One scenario: The Warriors sign a league-record four players to max contracts by re-signing Durant and Thompson this summer and then extending Green on a max deal for 2020-21.
Warriors With Durant
SEASON SALARY TAX TOTAL
2019-20 $176.2M $203.5M $379.7M
2020-21 $180.2M $169.8M $350.0M
2021-22 $196.2M $231.6M $427.8M
2022-23 $203.2M $229.0M $432.0M
Total $1.59B
That is not a misprint. Keeping this team together and filling out the roster with minimum players, first-round picks, the tax midlevel exception and Kevon Looney on a three-year, $15 million contract would cost Golden State close to $1.6 billion in salary and luxury in the next four seasons.
With Durant on the team, Golden State will likely be rewarded the $9.2 million Disabled Player Exception if the NBA deems that the Achilles injury would hold him out until June 15, 2020. The exception would allow the Warriors to sign a free agent (or acquire a player in a trade or off waivers) to a one-year contract. However, using the full amount would cost Golden State an extra $68 million toward the luxury tax.
Keep in mind that the team was bought for $450 million in 2010.
The second scenario: There would be $960 million in savings by retaining Thompson and losing Durant, but the Warriors would still be hampered by restrictions in filling out the rest of the roster.
Warriors Without Durant
SEASON SALARY TAX TOTAL
2019-20 $139.7M $19.8M $159.5M
2020-21 $140.7M N/A $140.7M
2021-22 $153.7M $14.3M $168.0M
2022-23 $155.5M $5.7 $161.2M
Total $629.4M
In at least three of the next four seasons, the Warriors would still be in the luxury tax. The Warriors once again would need to rely on the draft and identifying bargains in free agency. There would be a consistent rotating door when it comes to the bench.
Comments
Move to the San Antonio model. Keep your 3 great core players in Klay, KD, and Steph together until they die of old age and then supplement with draft and role/gadget players that have lower salaries. Trade away anyone else who gets to expensive for draft picks. Looney is the perfect type of player for them too right now.
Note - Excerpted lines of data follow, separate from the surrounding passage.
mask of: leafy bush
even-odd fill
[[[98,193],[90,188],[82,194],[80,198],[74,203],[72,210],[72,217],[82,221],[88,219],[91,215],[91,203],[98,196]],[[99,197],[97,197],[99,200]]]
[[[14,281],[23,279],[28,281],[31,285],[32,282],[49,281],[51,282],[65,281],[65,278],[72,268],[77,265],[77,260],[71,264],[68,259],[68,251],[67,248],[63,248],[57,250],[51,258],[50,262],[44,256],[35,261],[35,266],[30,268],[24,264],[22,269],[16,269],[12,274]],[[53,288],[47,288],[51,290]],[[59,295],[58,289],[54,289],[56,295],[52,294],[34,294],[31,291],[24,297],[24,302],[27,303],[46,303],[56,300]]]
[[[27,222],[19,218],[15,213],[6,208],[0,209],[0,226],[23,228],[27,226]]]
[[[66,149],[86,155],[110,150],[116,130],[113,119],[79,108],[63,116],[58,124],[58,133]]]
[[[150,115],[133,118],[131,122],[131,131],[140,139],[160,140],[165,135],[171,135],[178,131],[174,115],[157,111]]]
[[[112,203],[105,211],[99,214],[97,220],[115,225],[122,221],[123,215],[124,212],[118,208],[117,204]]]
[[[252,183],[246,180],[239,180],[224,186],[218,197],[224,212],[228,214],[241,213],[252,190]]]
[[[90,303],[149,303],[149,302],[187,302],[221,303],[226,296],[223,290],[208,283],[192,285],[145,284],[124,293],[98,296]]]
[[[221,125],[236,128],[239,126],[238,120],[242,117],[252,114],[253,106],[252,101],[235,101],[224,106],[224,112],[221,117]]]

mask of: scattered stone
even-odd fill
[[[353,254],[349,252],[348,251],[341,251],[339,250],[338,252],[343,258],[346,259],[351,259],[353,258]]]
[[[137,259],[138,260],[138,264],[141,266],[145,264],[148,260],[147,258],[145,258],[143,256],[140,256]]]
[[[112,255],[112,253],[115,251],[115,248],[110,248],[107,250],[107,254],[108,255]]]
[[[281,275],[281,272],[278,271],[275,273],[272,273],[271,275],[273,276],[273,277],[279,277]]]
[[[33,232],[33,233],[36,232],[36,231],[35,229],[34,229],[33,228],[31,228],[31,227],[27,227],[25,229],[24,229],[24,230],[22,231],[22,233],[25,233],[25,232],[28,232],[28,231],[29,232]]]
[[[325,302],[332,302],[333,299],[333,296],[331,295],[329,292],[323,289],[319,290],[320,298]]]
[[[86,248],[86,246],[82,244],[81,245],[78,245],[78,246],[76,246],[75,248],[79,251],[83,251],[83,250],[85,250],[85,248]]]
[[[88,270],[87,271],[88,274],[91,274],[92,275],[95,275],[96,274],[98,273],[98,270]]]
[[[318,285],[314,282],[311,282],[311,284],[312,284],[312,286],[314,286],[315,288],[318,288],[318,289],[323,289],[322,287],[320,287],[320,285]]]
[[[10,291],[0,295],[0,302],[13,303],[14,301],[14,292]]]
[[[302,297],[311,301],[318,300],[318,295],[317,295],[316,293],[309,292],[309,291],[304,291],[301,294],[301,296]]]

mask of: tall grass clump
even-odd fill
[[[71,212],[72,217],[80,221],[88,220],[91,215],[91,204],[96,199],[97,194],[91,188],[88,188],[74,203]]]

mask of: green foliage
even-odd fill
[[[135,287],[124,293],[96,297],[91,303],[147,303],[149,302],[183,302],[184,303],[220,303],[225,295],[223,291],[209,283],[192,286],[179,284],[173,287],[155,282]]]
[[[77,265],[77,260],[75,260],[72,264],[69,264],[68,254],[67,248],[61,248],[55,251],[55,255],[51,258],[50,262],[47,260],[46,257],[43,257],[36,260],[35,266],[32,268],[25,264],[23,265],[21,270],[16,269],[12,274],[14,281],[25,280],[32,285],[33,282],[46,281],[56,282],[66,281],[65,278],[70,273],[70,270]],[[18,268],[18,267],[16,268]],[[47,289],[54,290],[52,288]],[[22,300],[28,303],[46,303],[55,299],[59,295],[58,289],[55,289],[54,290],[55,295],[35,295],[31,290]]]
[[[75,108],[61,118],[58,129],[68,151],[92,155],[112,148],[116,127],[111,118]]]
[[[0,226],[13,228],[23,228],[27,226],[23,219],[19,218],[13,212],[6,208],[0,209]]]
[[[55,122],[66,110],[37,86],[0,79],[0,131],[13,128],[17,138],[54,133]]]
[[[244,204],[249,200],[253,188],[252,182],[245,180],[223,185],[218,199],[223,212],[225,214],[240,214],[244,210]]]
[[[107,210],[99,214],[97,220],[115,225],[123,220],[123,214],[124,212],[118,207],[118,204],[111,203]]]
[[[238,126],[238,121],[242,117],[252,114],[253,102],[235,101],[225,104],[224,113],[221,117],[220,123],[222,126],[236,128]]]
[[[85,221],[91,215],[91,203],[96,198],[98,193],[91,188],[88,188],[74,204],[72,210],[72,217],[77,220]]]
I think the Warriors plan, if KD stayed, was to do as you suggest. Durant’s injury changes that though. He’s never going to be the same player, no one ever has. They’ll never say it and they’ll offer KD the 5 year max but there’s no way they want him to sign it.
KD, is it basically a coin flip if he will be great again? Even at a 10% chance he returns mostly to form you have to take it right? Most teams would mortgage their futures take a 10% chance of being the best team in the NBA for 5 years?
The NBA rules are stupid from a luxury tax perspective in trying to keep great teams together
Nothing about the Warriors ownership has suggested to me that they’d break up a championship core because of $$$
They DNGAF about the luxury tax.
They are all playing the long game and more championships just increase the value of the franchise.
They could lose the billion and still be up 2 billion on the deal.
I think Draymond gets traded this summer. You can’t ask Steph to carry the offense like that for a whole season.
They basically have no chance at winning it next year anyways. Trade Draymond now before he’s a free agent.
They won’t have the depth to be a playoff team
It’s important for them to get younger
With KD's injury, I would let him walk this year. If he hadn't been hurt I could see signing him to make a couple more runs, but with his injury you're going to pay a ridiculous amount of $ for a guy who won't play in year one of his deal. There are also no historical examples of players staying elite after this injury. Putting that much $ into a guy on the off chance he's the first guy to come back isn't a risk that good franchises make.
This is one of those moments where historically good franchises(like the patriots) cut bait on a player maybe one year too soon, but lets them compete for a decade longer. They would be best to keep at least curry/klay and at least green for remainder of his contract and then fill in the roster with pieces which can help if there are injuries. Steph isn't the pillar of health and age isn't going to exactly shine brightly on improving his ability to stay on the floor. Getting guys to keep them in games and let curry play a little less will be more of the Spurs model and how they stayed good for 10+ years.
I don't think this is what GS will do though.
Either way, I think the dynasty is over.
Now, if GS can pull a hail mary and sign Kawhi, well, that's a different tale.